John Henry Davis (born August 22, 1965) is an American former professional football player who was an offensive lineman in the National Football League (NFL), primarily for the Buffalo Bills. He played college football for the Georgia Tech Yellow Jackets, twice earning first-team All-American honors. Davis played in Super Bowl XXV, Super Bowl XXVII, and Super Bowl XXVIII. He was also with the Bills for Super Bowl XXVI, but did not play in the game due to a knee injury.

==High school==
Davis graduated from Gilmer High School in Gilmer County, Georgia in 1983. Davis was a four-year letterman in football and awarded Gilmer High School's best defensive player in 1981 and served as the team captain in 1982. In basketball, he received best defensive player his sophomore year, was the leading scorer, leading rebounder, and most valuable player his junior year. In 1982, he was selected as the Georgia High School Association AA Lineman of the Year, and First-team All-State selection in football and basketball.

==College==
Davis attended the Georgia Institute of Technology, where he was a four-year starter on the Georgia Tech Yellow Jackets football team. In 1983, he was selected to the Freshman All-American Football Team. He was awarded the Sports Illustrated National Offensive Player of the Week for his play in a victory over Clemson and earned a tag as "The Refrigerator Mover" for his outstanding performance against All-American William "The Refrigerator" Perry.

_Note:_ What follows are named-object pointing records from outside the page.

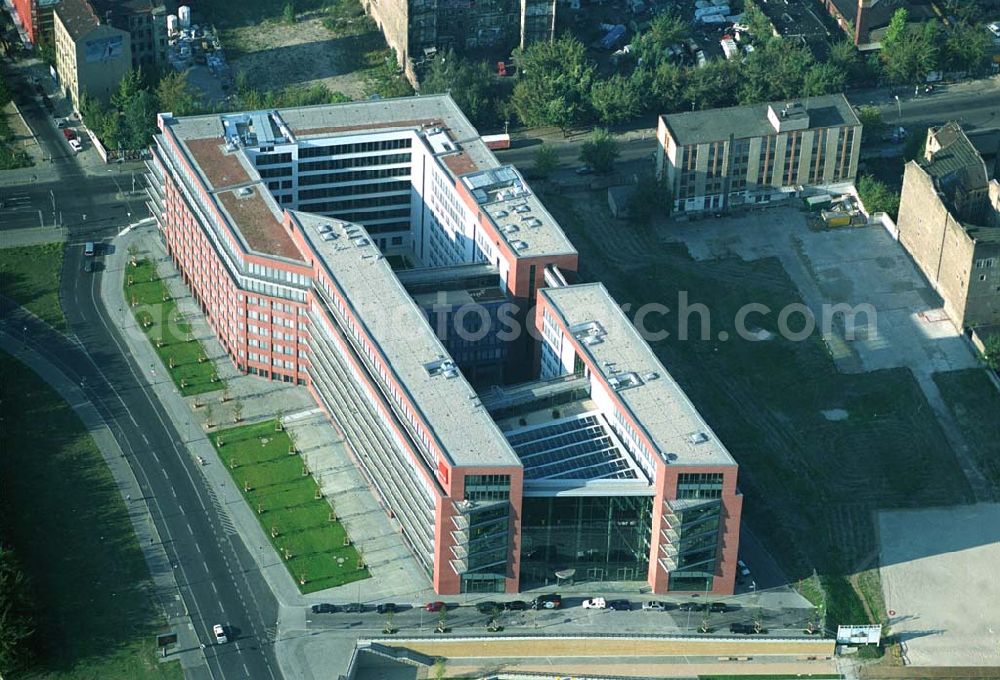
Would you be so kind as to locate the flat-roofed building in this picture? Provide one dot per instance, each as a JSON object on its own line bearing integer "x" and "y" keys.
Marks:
{"x": 949, "y": 222}
{"x": 289, "y": 227}
{"x": 91, "y": 56}
{"x": 751, "y": 155}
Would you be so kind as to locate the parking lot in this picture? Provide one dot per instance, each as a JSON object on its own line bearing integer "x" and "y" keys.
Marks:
{"x": 939, "y": 572}
{"x": 747, "y": 616}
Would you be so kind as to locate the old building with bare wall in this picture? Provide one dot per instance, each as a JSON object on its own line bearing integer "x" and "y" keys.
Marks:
{"x": 949, "y": 222}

In 1985, he was selected as a first-team All-American at lineman by The Sporting News and was awarded the Atlanta Athletic Club Southeastern Lineman of the Year. In his senior season in 1986, Davis was an All-ACC selection and Scripps-Howard first-team All-American. Following his final season at Georgia Tech, he was selected to play in the Blue–Gray Football Classic and Japan Bowl All-Star Games. Davis was inducted into the Georgia Tech Athletics Hall of Fame in 1991.

==Professional career==

Davis's professional football career began when he was selected 287th overall by the Houston Oilers in the 11th round of the 1987 NFL draft. He played for the Oilers from 1987 to 1989, and then went on to play for the Buffalo Bills from 1989 to 1994. Davis was a member of four Super Bowl teams with Buffalo before retiring in 1994. He started at right guard in Super Bowl XXV, missed Super Bowl XXVI due to a knee injury, played in Super Bowl XXVII, and started at left guard in Super Bowl XXVIII. He was awarded the NFL's Ed Block Courage Award in 1993 – this award is given "to honor one player from each NFL team who, in the eyes of his teammates, exemplified a commitment to sportsmanship and courage".

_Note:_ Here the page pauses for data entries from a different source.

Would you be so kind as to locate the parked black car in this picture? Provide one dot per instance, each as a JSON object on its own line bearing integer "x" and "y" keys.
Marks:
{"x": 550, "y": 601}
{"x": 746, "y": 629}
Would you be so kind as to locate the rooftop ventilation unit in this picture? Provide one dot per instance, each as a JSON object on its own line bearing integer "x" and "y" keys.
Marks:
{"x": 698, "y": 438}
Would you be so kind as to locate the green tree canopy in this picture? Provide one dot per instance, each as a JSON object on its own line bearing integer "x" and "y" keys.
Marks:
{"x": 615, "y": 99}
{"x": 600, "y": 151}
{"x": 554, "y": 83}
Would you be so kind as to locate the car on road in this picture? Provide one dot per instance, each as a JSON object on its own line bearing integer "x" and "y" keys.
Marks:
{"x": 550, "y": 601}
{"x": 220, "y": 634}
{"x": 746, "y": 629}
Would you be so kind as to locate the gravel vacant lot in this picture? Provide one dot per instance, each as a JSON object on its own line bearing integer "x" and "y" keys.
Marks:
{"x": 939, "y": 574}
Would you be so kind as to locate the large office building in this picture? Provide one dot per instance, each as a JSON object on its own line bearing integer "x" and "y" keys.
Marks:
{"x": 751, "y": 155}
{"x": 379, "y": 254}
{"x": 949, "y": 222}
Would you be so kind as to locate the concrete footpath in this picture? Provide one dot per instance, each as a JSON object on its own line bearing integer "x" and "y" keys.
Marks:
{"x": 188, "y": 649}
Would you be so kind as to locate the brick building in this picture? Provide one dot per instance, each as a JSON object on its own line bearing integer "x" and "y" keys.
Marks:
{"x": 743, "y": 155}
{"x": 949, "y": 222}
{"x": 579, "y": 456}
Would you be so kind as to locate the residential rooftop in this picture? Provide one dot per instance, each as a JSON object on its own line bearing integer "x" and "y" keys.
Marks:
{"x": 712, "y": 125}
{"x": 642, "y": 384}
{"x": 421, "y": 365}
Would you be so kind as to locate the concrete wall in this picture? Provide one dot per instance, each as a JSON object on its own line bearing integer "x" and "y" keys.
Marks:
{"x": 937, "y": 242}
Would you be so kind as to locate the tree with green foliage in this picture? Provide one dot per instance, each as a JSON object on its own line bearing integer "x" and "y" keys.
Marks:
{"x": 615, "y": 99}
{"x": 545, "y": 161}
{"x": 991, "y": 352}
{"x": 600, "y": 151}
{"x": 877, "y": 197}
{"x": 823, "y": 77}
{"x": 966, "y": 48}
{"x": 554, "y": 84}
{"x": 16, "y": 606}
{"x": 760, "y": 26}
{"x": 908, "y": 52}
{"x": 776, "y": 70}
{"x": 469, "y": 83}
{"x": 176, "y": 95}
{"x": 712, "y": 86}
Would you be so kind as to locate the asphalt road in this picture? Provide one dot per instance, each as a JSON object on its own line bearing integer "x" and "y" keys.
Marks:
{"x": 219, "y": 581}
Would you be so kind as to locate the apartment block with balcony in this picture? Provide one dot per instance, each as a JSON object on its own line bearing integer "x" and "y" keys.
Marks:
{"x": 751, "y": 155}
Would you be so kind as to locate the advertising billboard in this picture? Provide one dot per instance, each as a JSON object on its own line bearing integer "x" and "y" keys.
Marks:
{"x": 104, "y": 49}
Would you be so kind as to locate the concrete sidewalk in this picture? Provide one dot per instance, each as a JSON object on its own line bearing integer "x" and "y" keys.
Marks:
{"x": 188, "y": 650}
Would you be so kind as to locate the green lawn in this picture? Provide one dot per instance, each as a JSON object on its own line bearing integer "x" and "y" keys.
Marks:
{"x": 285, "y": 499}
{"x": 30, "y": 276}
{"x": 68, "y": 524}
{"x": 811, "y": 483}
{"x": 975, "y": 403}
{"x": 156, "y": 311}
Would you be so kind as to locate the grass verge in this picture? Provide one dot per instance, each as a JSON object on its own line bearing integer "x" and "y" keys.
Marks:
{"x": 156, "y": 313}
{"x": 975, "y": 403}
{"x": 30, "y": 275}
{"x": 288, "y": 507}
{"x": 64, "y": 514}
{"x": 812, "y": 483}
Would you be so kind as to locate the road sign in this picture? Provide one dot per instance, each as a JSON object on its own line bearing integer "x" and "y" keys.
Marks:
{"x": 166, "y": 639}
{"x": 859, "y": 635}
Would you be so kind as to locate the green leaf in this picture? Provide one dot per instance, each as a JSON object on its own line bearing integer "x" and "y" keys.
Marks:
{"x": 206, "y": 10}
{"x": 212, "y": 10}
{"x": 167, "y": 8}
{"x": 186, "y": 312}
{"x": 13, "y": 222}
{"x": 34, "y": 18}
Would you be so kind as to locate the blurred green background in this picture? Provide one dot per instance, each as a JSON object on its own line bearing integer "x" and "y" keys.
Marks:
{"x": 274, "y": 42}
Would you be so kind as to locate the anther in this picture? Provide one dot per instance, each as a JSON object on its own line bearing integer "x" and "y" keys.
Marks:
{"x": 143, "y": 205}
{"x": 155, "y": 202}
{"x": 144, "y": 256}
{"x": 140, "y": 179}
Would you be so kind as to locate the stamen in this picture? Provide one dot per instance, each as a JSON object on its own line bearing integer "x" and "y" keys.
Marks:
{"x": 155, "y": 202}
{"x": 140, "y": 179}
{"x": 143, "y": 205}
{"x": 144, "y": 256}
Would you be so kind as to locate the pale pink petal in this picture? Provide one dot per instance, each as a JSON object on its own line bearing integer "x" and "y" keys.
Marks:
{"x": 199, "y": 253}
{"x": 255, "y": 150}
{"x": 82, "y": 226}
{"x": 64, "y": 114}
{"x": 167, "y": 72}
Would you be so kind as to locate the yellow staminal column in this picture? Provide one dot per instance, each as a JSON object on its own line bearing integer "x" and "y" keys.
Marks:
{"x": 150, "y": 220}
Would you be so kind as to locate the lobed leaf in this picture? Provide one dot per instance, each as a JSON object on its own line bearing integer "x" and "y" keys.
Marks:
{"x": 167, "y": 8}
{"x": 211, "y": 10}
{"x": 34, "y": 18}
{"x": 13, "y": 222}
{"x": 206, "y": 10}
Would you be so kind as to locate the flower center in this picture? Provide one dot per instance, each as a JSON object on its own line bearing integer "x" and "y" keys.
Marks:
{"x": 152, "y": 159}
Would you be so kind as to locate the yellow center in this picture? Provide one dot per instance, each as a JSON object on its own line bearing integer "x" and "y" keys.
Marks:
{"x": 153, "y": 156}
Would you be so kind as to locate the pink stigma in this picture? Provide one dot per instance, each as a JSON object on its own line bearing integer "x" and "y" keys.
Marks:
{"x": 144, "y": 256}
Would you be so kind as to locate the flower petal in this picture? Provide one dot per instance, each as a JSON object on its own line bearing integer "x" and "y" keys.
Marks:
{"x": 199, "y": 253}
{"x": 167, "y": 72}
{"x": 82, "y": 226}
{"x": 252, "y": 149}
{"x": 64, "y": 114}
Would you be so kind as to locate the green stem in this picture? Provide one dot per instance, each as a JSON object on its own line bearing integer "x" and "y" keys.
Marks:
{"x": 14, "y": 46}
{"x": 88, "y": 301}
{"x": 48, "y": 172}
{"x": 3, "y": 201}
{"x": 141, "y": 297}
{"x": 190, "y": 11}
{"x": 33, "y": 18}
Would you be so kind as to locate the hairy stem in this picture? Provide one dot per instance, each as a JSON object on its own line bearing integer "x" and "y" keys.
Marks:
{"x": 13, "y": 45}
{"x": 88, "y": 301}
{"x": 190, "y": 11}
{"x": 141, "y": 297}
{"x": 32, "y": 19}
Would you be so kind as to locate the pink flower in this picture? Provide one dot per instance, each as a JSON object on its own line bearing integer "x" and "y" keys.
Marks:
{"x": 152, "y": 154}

"I was on a team that did something that will never be done again, and that's playing in four-straight Super Bowls."
— John Davis

Pre-draft measurables
| Height | Weight | Arm length | Hand span | 40-yard dash | 10-yard split | 20-yard split | Vertical jump | Bench press |
| 6 ft 3+7⁄8 in (1.93 m) | 301 lb (137 kg) | 31+1⁄4 in (0.79 m) | 9 in (0.23 m) | 5.53 s | 1.95 s | 3.20 s | 21.0 in (0.53 m) | 21 reps |
All values from NFL Combine

==Outside Football==
Davis founded the John Davis Georgia Mountains Hospice Golf Classic which benefits North Georgia patients with hospice care.